Everything spun again, a little more. I set my cup down to grab the edge of my desk. Instead of landing on the surface, like I thought it would, it plunged off the edge and hit the floor. Creamy goodness ran slowly out of the straw and the small hole around it.
I blinked down at the growing stain.
When I lifted my head, Sutton was on her knees, lowering her face toward my spilled drink.
“Am I hallucinating?” My grip on the edge of the desk started to slip. “I think something’s wrong with me.”
Sutton yanked her phone out of the pocket of her jeans, lifting it quickly to her ear. “There’s wolfsbane in Bloom’s coffee. Where are you?”
The world spun again, and didn’t stop spinning this time.
My nausea grew worse.
Wolfsbane?
That was what the wolves called aconite.
It was deadly.
Sutton was saying something else into the phone, but my mind was racing. My heart was, too.
My stomach turned, and I lifted the back of my hand to my mouth, fighting the urge to retch.
Sutton put my paperwork-filled trash bin in my lap, then pulled my hair back behind my face. “Breathe,” she ordered. “Maverick is on his way. He’s in the tower, but he’ll be here soon.”
“I’m going to die,” I said, my voice slurring
I gagged, and she pulled my hair back tighter with one hand. With the other, she opened my desk drawer, searching for a hair tie.
They were organized neatly in their own tiny bin, next to my pink sticky notes. Not to be confused with the blues.
“Can you call my family?” I asked before I gagged again. She tied my hair back deftly, at the nape of my neck. “And Harper. Shit, Harper.”
She needed me.
Velour still hadn’t gotten back to us.
She had to live. I was supposed to help her. Everyone was going to kill her, and the world was still fucking spinning.
“No. You’re not going to die, Bloom.”
“There’s no antidote. I know how this goes.” I clutched the desk tighter as everything spun harder.
My stomach turned again, and I vomited into the trash bin. I didn’t feel better afterward, like Harper said she did when she had one of those teeny little human stomach bugs that only lasted a day.
I groaned, resting my face on the edge of the bin as I tried to catch my breath. My heart was racing too fast, and sweat made my bloody-crusted pink sweater feel like it was glued to my skin.
We should’ve burned that thing after Maverick’s challenges.
“You’ll start vomiting blood soon. Within a few minutes,” Sutton said calmly. “It won’t kill you. When your body’s nearly empty, Maverick will feed you his blood, and you’ll recover. It worked for Oren, a few weeks after the war ended. It’ll work for you too.”
I threw up again. It hurt more and went on longer.
“That doesn’t sound like it’s going to work,” I moaned.
“It has before.”
“Only once?”
“Yes.”
“Those odds aren’t—” I vomited again.
And again.
Everything was spinning more. Sutton was holding me up completely.
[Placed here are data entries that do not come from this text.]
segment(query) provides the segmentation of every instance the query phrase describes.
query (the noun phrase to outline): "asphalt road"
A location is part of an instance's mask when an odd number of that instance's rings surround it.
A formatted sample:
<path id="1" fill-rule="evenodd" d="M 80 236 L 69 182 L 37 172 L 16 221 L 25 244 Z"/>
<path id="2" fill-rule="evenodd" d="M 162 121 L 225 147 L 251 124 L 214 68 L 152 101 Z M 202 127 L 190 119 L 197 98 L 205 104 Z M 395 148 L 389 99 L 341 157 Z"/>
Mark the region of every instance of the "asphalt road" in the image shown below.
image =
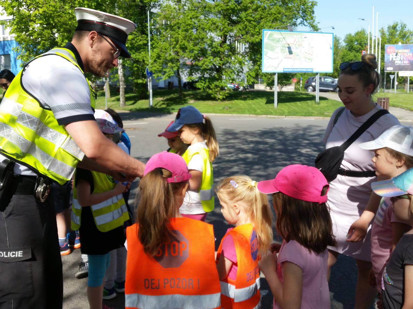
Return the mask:
<path id="1" fill-rule="evenodd" d="M 132 143 L 131 155 L 146 162 L 154 153 L 168 148 L 166 139 L 158 137 L 174 115 L 122 113 L 124 127 Z M 220 144 L 220 154 L 214 163 L 214 181 L 225 177 L 246 174 L 257 181 L 275 177 L 290 164 L 313 164 L 317 154 L 323 150 L 321 138 L 326 119 L 274 119 L 231 115 L 211 116 Z M 409 125 L 411 123 L 403 124 Z M 135 204 L 137 181 L 132 185 L 130 205 Z M 216 248 L 230 227 L 220 211 L 218 199 L 215 210 L 207 222 L 213 224 L 217 239 Z M 86 295 L 87 279 L 77 279 L 74 274 L 81 259 L 80 250 L 62 257 L 63 264 L 64 309 L 89 308 Z M 332 270 L 330 284 L 332 308 L 352 309 L 356 279 L 354 261 L 340 255 Z M 271 308 L 272 296 L 265 279 L 261 279 L 263 308 Z M 118 294 L 107 305 L 124 308 L 124 297 Z M 374 308 L 372 307 L 372 308 Z"/>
The door to my office crashed open.
Vanilla filled my lungs.
Someone was snarling. Maybe more than one someone. And that was Harper’s voice, yelling something.
A pair of massive arms engulfed me.
“You are going to be fine,” Maverick said, his forehead against my temple. “You will not die, Bloom. I won’t allow it.”
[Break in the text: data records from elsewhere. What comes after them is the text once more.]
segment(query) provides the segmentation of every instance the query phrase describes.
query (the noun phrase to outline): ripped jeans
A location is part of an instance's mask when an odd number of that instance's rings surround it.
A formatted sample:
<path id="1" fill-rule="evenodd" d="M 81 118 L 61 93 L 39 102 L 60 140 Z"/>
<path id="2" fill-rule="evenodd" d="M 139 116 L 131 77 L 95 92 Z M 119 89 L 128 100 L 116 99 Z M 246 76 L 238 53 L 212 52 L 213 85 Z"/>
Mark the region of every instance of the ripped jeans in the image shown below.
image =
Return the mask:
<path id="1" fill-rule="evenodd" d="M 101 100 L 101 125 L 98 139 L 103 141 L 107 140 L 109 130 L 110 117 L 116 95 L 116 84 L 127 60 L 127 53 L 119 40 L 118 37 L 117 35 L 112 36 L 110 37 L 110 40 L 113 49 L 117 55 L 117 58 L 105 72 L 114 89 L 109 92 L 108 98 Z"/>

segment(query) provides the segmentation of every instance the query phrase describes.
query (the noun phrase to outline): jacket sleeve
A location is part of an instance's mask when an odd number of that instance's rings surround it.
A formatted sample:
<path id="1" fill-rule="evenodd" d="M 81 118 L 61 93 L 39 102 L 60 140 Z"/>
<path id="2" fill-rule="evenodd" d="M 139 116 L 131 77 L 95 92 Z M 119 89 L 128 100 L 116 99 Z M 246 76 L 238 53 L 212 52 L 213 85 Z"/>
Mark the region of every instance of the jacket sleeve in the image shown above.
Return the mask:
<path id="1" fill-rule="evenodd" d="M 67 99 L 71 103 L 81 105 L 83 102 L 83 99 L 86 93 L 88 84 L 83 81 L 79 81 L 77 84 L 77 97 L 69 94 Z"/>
I choked out a laugh. It didn’t sound like one.
Then I vomited.
Again.
And again.
Vaguely, I could tell that Maverick was carrying me, and a new trash can that still rested on my lap. I was pretty sure he was moving quickly. I thought I heard Harper a few more times, too.
The sun hit me for a moment.
The air changed afterward. I inhaled more vanilla. Cinnamon, too.
The sun disappeared.
The scents changed a little.
A door closed while I vomited.
My knees kissed cold tile.
Strong, ink-covered arms were around my waist, holding my full weight to keep me upright as the contents of my body slowly and miserably made their way out.
Eventually, I was gagging and retching, and there was nothing left.
My body trembled lightly. My eyes were closed. I wasn’t sure I could open them again.
“She needs to bite you now,” a woman’s voice commanded. It sounded distant, as if there were something separating us.
Or maybe I was just... fading.
A wrist met my mouth, and a massive, gentle hand pulled my head down until my fangs were buried in vanilla and cinnamon and bliss.
I drank.
And drank.
And drank.
And drank.
Until I passed out, viciously sated and gloriously full and so damn near death I could almost taste it.